EDIT: I just looked myself into the performance of this and this is what I get for 10^5 calls:

BM_old_boost_median     198590 ns     198328 ns       3596 ## boost with defaults
BM_boost_median         109344 ns     109096 ns       6088 ## boost without overpropagation
BM_stan_median           62312 ns      62208 ns      11497 ## stan

So maybe we switch as you suggest, but file an issue for boost math where we point out that obviously some argument ranges of the function can be computed faster. Then they can consider using that for a sub-range (they do that sort of thing).
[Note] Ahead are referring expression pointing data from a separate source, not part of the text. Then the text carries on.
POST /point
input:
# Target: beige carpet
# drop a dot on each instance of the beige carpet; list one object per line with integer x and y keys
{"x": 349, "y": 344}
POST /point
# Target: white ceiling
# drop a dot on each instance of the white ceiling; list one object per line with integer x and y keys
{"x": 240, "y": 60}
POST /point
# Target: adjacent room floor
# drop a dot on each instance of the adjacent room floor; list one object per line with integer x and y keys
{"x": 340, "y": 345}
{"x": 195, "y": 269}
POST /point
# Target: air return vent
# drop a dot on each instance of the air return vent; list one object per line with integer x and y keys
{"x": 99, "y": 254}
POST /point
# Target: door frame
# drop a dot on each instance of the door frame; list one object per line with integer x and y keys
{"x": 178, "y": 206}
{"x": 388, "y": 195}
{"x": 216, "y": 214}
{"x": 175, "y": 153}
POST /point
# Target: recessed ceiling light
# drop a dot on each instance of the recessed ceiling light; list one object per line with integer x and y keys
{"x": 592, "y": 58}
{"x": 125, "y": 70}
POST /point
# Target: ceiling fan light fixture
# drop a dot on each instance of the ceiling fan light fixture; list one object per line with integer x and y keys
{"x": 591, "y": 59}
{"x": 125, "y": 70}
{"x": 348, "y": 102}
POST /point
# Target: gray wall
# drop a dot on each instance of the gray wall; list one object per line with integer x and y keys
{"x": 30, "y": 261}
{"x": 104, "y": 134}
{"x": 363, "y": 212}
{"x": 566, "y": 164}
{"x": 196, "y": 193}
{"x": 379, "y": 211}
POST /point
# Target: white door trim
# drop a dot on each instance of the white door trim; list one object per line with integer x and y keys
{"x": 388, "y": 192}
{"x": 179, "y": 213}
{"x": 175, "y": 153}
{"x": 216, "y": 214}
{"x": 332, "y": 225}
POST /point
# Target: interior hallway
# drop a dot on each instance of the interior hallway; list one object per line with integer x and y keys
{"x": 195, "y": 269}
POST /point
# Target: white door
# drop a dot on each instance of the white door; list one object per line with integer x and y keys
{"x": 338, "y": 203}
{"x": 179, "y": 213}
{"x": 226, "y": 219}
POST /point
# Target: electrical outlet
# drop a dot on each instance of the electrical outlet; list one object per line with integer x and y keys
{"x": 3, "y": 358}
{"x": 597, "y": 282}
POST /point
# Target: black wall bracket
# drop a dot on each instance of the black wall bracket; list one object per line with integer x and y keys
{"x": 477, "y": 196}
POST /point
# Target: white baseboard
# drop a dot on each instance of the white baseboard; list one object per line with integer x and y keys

yech, I had caclulated the relative error backwards, did it as (f(x) - g(x))/g(x) this time…t

so the error for us spikes (to 1.5e-8) at 1e-4 and decays as you go to zero (that makes sense now). There are some spikes up to 6e-9 through x=6, and I haven’t checked yet on the later values.

I get slightly different values for the timings (this is boost/stan in black and boost (with no-promote policy) / stan in red: no-promote-in-red

So I guess the mean values are not that meaningful. This is in the 0-10 range, I know I should run another test for higher values at some point.

The problem was second and third derivatives of trigamma using finite differences that were low precision vs. our autodiff.

Is it templated enough to autodiff through? It’s a one-argument function, so it should be.

This raises another point that a stan::math::var is not considered a Boost::Real and thus does not work well with all Boost Math functions. I think it would need some more things defined.

https://www.boost.org/doc/libs/1_71_0/boost/math/concepts/real_concept.hpp

The boost math includes the polygamma function which is the nth derivative of the log-gamma. So we can just use that.

We should probably test the boost math trigamma with your new test framework to see if it is robust under this testing procedure which showed not ideal behaviour. Let me see if I can figure that out.

We should make sure var and fvar<T> work with that concept if T works with that concept. But I think our value for fvar<T> is off, as it returns something of type T, not of double. I’m not sure we can make that work.

I don’t see anything else there that’s not implement. Did you see something we’re missing or know how to test if we’ve got it all (or as much of it as we can)?